Luxury Vehicles Show the Biggest Decline in Prices

The average price for a new vehicle in the U.S. was $48,759 last month, a 2.4% decline from a year earlier, according to Cox Automotive. That “mark[ed]the fourth consecutive month that new-vehicle transaction prices were lower year over year, a unique milestone for the industry, which typically sees year-over-year increases.”

Sales of luxury vehicles in particular have benefited from declining prices. The average transaction price for luxury vehicles was down 8.8% in December versus a year earlier, led by a 25% drop in the average sale prices for Tesla (TSLA) vehicles.

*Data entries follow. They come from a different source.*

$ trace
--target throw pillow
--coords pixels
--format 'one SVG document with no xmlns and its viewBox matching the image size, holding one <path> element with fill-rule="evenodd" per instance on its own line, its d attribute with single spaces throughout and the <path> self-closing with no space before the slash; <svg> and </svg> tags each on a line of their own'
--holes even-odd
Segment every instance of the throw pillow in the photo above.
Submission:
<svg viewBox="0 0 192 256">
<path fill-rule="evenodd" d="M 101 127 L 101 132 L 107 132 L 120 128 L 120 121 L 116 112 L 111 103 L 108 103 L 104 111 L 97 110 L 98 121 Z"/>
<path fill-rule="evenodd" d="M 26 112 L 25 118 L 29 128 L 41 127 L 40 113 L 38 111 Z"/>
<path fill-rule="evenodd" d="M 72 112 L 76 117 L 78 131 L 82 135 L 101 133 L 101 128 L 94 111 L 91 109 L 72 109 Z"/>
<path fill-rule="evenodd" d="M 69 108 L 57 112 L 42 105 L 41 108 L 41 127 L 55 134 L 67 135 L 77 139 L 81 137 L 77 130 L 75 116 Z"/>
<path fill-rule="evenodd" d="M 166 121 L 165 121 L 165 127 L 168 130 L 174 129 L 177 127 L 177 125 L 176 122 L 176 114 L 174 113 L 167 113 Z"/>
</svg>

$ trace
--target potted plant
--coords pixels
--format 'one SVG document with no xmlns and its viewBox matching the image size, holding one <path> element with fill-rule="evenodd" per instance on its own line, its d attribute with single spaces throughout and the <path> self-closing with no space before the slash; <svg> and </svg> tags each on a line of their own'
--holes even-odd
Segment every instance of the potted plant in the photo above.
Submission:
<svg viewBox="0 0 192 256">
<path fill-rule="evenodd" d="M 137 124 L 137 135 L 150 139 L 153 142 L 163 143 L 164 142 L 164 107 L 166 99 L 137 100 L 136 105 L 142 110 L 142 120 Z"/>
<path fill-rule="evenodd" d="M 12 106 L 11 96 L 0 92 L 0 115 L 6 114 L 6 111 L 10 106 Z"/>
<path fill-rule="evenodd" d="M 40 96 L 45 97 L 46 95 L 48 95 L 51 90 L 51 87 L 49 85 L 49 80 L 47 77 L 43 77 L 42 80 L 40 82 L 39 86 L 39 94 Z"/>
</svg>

Luxury vehicles accounted for just over one-fifth of all U.S. automobile sales in December, after rising above 20% for the first time ever the month before, Cox Automotive said.

New-vehicle sales incentives also climbed in December for the second month in a row, Cox Automotive noted, with incentives accounting for 5.5% of the average transaction price, the highest since August 2021.

Nelson said that CFRA expects prices will continue to decline this year as incentives offered by sellers rise, driven by higher inventories.

CFRA also said the second half of the year could prove stronger with the Fed expected to cut interest rates, which could boost consumer sentiment and sales.

In a Buyer’s Market, Automakers and Dealers Could Face Headwinds

As macro conditions change and the auto market shifts to favor consumers, major automakers could face profitability challenges. 

“Automakers expect new vehicle prices to moderate in 2024, driven by supply chain improvements allowing inventory replenishment, but expect also for dealers to share the pain by accepting a lower gross profit margin,” J.P. Morgan analysts said.

The analysts added that Ford (F) indicated the “pricing is expected to be a y/y headwind in 2024” as “incentives have recently normalized higher at a somewhat faster rate, inventories continue to normalize toward ‘new normal’ levels, the supply chain continues to heal (and has healed more quickly than was expected), resulting in less supply/demand imbalance.”

J.P. Morgan said that, for General Motors (GM), soft industry pricing is the “most worrisome new candidate – now that the labor cost inflation headwind is known and quantified” when it comes to headwinds in the year ahead.